Born in Amesbury, Massachusetts, Charles Harold Davis attended art classes at the newly founded school of the Boston Museum of Fine Arts, Massachusetts, where he studied under the German artist Otto Grundmann from 1877 to 1879. He went to Paris in 1880, remaining in France for ten years. He studied at the Académie Julian under Jules-Joseph Lefebvre and Gustave Boulanger from 1880 to 1992, and spent much time in Fleury and Barbizon and painting in the forest of Fontainebleu. So enthralled by the region, in fact, that he decided to become a landscape painter and returned there to work foregoing his studies at the academy. he painted a large landscape for submission to the Paris Salon of 1882, and to his amazement it was accepted. Thereafter, he regularly exhibted at the Salon, receiving critical acclaim. It was also in Fleury that he met Angele Genevieve Legarde, a French woman whom he married in 1884. The couple had two children.
In 1891, Davis family returned to New England, settling in the seaside village of Mystic, Connecticut, centrally located between New York and Boston, the two cities in which he actively exhibited.

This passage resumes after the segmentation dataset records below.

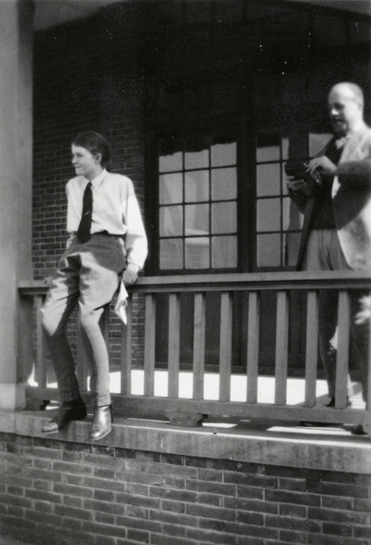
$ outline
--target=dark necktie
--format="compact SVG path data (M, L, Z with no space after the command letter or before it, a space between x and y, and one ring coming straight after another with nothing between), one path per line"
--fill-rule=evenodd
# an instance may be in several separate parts
M89 182L83 192L83 215L77 230L77 236L81 243L86 243L90 239L90 228L92 226L93 212L93 191L92 182Z

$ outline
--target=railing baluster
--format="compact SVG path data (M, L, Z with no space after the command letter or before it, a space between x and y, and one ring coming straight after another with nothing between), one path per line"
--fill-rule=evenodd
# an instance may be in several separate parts
M206 295L194 295L193 322L193 399L203 400L205 372Z
M45 388L47 372L46 372L46 357L44 350L44 339L43 329L41 326L41 307L43 306L44 297L35 295L36 302L36 365L34 370L34 380L39 388Z
M259 345L260 324L260 292L249 293L248 322L248 403L258 401Z
M308 292L306 337L306 406L316 405L316 382L318 354L318 293Z
M232 297L229 292L220 298L220 401L230 400L230 372L232 360Z
M126 316L127 324L122 323L121 392L128 396L132 393L132 296L128 298Z
M277 294L276 325L276 405L286 405L288 388L288 293Z
M156 300L151 293L145 296L144 322L144 395L154 394L154 365L155 365L155 333L156 333Z
M335 385L335 408L345 409L347 396L347 372L349 358L350 307L349 295L341 290L337 310L337 376Z
M181 298L179 293L169 295L169 386L168 397L179 397L179 363L181 350Z

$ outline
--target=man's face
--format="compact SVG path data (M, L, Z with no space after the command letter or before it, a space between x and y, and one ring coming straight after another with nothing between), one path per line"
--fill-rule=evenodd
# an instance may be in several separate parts
M346 136L362 119L362 105L348 87L334 88L328 95L328 113L334 133Z
M93 179L99 164L97 157L93 155L86 148L74 144L72 146L72 155L76 174Z

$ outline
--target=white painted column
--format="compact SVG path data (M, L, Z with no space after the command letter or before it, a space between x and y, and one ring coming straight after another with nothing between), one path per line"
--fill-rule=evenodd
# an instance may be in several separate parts
M33 277L33 14L32 1L0 1L0 409L10 411L24 406L32 363L17 282Z

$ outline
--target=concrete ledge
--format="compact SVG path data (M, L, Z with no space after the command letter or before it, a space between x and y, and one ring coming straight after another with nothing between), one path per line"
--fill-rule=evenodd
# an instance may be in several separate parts
M371 474L371 443L341 430L307 433L298 426L282 429L266 423L222 429L214 425L177 428L166 422L119 418L112 431L100 441L89 439L92 416L73 422L65 431L42 432L53 411L1 411L0 431L17 435L100 444L135 451L233 460L293 468Z
M0 411L14 411L16 407L25 407L24 383L0 382Z

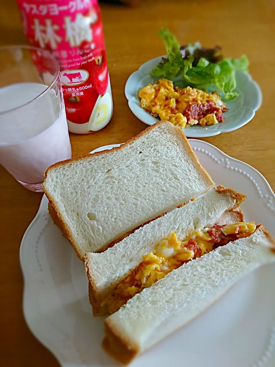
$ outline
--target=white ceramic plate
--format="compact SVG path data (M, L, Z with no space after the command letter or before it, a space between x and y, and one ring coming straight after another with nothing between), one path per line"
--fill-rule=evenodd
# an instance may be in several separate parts
M213 145L190 142L217 185L247 196L242 205L246 220L263 223L275 236L275 195L264 177ZM92 316L83 264L54 224L47 205L44 196L20 248L26 322L64 367L115 366L100 346L103 319ZM274 367L275 279L274 265L250 274L131 367Z
M142 65L138 70L130 76L125 86L125 95L130 108L134 115L147 125L153 125L160 119L153 117L142 108L138 93L141 88L149 83L153 84L156 80L155 77L151 76L150 72L161 61L162 57L150 60ZM175 84L180 87L182 86L180 79L180 77L173 79ZM261 104L261 90L249 74L243 72L236 72L236 87L235 91L239 95L232 101L226 102L226 106L229 110L224 113L224 122L205 127L200 125L187 127L184 129L187 137L202 138L232 131L243 126L252 120Z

He developed an increasingly impressionist style and began painting cloudscapes, for which he was best-known. He eventually became a leading figure in the Mystic Art Colony and founded the Mystic Art Association in 1913. He became a full member of the National Academy of Design in 1906, and received many awards, including a silver medal at the Paris Exhibition of 1889.
Davis’s work is included in important collections, including those of the Metropolitan Museum of Art, New York City; the Corcoran Gallery of Art, Washington, D.C.; The Pennsylvania Academy of Art, Philadelphia; and the Museum of Fine Arts, Boston.